김근호김근호 기자· 5/26/2026, 12:19:59 AM· Updated 5/26/2026, 1:29:29 AM

The term 'Lee Jae-myung Put' is circulating among some investors. This refers to expectations that the government will act as a rescuer during stock market declines, similar to former U.S. Federal Reserve Chair Ben Bernanke's intervention during the 2008 financial crisis, when he lowered interest rates and supplied liquidity to prevent stock prices from falling. A 'put option' is a derivative product that protects against losses when stock prices drop, and the term is used metaphorically to describe the government or central bank stepping in to defend the market.

Criticism arises that 'Lee Jae-myung Put' or 'Bernanke Put' can deepen moral hazard among investors, encouraging excessive risk-taking and potentially leading to asset bubbles and risks to the national economy.

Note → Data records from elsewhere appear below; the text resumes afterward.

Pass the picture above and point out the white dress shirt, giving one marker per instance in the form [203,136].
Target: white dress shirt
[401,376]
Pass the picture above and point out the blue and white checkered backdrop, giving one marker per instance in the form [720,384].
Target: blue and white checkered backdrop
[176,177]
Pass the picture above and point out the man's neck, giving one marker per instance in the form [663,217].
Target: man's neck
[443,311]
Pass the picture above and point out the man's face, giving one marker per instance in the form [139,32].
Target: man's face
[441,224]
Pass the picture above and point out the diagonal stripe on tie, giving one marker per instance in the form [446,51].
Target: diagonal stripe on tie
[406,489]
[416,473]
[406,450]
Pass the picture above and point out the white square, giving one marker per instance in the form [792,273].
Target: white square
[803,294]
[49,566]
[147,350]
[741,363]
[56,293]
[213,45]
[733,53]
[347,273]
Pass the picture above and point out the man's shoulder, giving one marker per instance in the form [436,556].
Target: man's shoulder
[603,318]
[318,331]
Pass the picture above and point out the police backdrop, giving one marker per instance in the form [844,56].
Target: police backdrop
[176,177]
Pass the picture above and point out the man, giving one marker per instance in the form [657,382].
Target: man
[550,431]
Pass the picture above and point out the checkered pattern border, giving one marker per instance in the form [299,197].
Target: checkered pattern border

The Lee Jae-myung administration recently intervened in the Samsung Electronics labor-management wage negotiations, leading to a tentative agreement. During this process, President Lee Jae-myung stated that the invocation of the emergency adjustment right would be unavoidable if a strike occurred. Prime Minister Kim Boo-kyum mentioned potential economic damages of up to 100 trillion won, but academia and market observers estimate the figure to be around 20-30 trillion won, raising questions about the possible exaggeration of the damage scale. Semiconductor expert Lee Bong-ryeol criticized the government's taboo-like attitude towards the constitutionally guaranteed right to collective action for workers and questioned the scale of losses resulting from strikes.